How to be aware of the becoming.

to practice this undoing of the concrete world is an essential exercise in knowing and becoming

With every word I write I am becoming something else.

I feel like I am alerting every cell in my body to this change, but it most certainly is the other way around. I arrive at each word—a culmination of the forces working within—unconsciously, as if it materializes from the ether, to become the person who would feel sensations and think thoughts and move in this world. 

And my daughters are doing the same thing every day: they are becoming someone new right before my eyes. 

How do you teach them to embrace that journey? How do you help them feel safe in this unsettled and constant transformation? How do you show them how to celebrate this radical, awe-inspiring evolution when we ourselves are also always evolving?

When we consider the constant flow of change, that we are always becoming something other, how can we feel confident that we know anyone, that we know ourselves? 

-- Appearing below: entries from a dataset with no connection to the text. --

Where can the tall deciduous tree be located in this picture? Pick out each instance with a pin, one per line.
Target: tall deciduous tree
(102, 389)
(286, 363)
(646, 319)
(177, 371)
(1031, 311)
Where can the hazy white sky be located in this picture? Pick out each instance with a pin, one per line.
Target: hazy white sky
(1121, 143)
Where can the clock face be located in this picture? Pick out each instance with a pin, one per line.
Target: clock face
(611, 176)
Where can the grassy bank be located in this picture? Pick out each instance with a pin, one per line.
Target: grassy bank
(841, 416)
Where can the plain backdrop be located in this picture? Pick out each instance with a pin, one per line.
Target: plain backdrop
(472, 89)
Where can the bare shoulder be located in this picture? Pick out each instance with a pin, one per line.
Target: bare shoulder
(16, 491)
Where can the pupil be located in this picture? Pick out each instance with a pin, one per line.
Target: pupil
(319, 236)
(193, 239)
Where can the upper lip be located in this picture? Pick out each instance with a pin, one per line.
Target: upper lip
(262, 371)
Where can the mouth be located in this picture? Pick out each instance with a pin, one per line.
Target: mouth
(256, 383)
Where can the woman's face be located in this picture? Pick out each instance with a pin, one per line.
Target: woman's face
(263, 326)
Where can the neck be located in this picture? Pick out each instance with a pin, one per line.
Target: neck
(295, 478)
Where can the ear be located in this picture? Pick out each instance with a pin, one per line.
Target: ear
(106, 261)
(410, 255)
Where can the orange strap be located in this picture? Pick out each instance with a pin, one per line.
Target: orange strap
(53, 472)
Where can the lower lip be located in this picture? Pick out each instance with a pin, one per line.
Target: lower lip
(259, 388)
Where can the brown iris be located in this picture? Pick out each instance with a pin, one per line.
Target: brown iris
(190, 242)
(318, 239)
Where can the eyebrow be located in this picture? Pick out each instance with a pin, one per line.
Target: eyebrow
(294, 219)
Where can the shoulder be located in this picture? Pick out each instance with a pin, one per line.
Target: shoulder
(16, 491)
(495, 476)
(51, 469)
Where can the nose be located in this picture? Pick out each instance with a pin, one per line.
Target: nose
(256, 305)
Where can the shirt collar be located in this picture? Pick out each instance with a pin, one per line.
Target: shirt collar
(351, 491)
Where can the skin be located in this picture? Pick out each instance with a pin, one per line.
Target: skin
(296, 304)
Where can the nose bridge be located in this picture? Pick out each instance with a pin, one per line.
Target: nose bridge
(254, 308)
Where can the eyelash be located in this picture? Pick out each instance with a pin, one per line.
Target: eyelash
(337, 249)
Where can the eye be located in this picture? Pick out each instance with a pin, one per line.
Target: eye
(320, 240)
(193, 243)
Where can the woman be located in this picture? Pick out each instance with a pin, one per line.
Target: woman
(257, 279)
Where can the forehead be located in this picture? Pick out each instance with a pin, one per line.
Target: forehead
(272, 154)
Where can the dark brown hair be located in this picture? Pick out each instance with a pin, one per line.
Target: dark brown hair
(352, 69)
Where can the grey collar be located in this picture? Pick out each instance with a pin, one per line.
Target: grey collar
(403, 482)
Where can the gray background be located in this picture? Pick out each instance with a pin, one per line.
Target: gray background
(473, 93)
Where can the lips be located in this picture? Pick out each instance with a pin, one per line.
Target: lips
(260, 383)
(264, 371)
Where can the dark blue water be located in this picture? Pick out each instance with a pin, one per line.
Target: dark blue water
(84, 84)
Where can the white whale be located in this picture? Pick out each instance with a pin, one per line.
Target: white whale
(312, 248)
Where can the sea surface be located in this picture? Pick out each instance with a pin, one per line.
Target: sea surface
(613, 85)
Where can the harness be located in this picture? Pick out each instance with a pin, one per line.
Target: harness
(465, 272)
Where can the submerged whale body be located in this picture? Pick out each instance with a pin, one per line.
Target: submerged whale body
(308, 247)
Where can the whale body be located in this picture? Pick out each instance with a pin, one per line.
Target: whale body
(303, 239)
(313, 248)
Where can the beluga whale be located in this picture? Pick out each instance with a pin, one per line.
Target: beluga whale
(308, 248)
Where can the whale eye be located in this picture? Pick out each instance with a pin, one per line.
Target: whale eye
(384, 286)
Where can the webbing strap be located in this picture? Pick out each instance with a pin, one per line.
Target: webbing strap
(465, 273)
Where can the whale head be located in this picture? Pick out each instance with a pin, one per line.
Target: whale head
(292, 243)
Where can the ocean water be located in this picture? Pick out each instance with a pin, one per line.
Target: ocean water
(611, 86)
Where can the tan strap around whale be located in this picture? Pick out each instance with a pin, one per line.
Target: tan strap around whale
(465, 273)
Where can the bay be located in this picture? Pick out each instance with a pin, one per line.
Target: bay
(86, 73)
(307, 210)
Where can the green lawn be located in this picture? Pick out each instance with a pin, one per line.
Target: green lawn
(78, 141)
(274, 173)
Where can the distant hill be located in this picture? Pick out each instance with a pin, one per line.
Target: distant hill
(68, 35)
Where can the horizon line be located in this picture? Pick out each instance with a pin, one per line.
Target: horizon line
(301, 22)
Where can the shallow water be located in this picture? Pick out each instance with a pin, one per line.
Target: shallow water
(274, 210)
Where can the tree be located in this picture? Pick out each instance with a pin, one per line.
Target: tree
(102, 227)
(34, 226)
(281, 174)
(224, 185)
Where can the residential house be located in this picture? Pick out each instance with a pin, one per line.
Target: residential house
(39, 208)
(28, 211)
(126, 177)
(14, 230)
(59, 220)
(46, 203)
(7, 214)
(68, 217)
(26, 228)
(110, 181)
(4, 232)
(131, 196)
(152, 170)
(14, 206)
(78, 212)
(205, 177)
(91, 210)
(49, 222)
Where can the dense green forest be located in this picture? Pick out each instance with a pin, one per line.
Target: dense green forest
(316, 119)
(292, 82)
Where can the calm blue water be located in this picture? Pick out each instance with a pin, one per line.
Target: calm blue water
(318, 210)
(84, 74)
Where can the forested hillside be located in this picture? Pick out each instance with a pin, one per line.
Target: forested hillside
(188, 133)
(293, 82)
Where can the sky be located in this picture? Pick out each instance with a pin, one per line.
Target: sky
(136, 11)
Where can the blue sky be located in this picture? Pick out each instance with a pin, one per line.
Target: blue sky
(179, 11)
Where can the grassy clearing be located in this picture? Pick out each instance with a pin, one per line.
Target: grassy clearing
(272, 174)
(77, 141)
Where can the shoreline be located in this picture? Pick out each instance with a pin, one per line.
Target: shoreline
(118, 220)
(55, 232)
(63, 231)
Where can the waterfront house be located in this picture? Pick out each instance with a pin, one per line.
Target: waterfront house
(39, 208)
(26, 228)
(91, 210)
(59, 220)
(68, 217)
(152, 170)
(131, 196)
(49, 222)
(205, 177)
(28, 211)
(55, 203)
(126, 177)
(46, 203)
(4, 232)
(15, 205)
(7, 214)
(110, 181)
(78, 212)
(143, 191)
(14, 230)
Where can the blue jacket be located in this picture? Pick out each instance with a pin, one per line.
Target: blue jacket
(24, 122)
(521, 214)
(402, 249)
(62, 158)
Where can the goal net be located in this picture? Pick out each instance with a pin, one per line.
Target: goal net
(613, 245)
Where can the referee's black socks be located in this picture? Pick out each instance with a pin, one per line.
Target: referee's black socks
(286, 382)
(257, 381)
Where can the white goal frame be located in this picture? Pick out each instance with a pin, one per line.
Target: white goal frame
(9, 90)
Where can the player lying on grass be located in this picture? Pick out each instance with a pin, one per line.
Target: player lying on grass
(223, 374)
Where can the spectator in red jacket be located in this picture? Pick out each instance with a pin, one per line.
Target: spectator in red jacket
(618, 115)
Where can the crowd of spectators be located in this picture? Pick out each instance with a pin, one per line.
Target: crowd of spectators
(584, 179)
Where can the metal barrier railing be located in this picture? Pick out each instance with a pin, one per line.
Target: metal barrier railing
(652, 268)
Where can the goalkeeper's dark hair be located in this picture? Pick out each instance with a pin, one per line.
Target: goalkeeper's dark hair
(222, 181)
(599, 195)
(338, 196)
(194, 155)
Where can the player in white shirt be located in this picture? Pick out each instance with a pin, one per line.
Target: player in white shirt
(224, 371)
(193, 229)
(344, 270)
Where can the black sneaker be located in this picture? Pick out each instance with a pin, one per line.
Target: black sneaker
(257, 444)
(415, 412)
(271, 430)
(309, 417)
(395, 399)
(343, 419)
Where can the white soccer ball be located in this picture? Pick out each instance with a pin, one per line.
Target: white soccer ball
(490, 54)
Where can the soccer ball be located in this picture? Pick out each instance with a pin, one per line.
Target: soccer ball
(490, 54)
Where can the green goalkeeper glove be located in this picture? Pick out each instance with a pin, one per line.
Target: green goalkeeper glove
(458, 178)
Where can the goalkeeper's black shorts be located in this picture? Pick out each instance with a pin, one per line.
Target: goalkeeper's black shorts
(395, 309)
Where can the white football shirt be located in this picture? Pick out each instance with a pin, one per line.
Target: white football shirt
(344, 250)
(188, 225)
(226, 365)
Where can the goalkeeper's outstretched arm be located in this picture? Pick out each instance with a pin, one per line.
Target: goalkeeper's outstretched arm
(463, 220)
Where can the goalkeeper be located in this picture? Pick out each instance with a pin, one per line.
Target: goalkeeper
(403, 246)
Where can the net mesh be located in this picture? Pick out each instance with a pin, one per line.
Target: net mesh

We have to change how we define knowing and becoming.

We have to change how we think about identity.

And we have to leave space for ourselves and for each other to become. 

We have to allow for some room to navigate the becoming, or we stifle the process and influence an unbecoming.

To become, we have to remain fluid. We can't define boundaries, we have to resist the urge to settle into our own identities and the definitions we enforce. At any moment, we have to be willing to not know, to lose a definition, to exist in a world where we don't understand something we thought was concrete, something we ultimately took for granted.

This is why I believe these one-word prompts are crucial to our understanding of the world and of each other. To practice this undoing of the concrete world is an essential exercise in knowing and becoming. 

If we can pull apart the basic words that define how we move and feel in this world, if we can deconstruct the words we use to connect with one another, we can redefine them and work to understand what they really mean to us and others. 

So when we say I am happy, I am in love, I am hurt, I am scared, I am hopeful, we not only know what we mean, we can understand the person saying it because we've done the same with words like dad, partner, writer, daughter, woman, mother, and we've allowed space for those definitions to ebb and flow.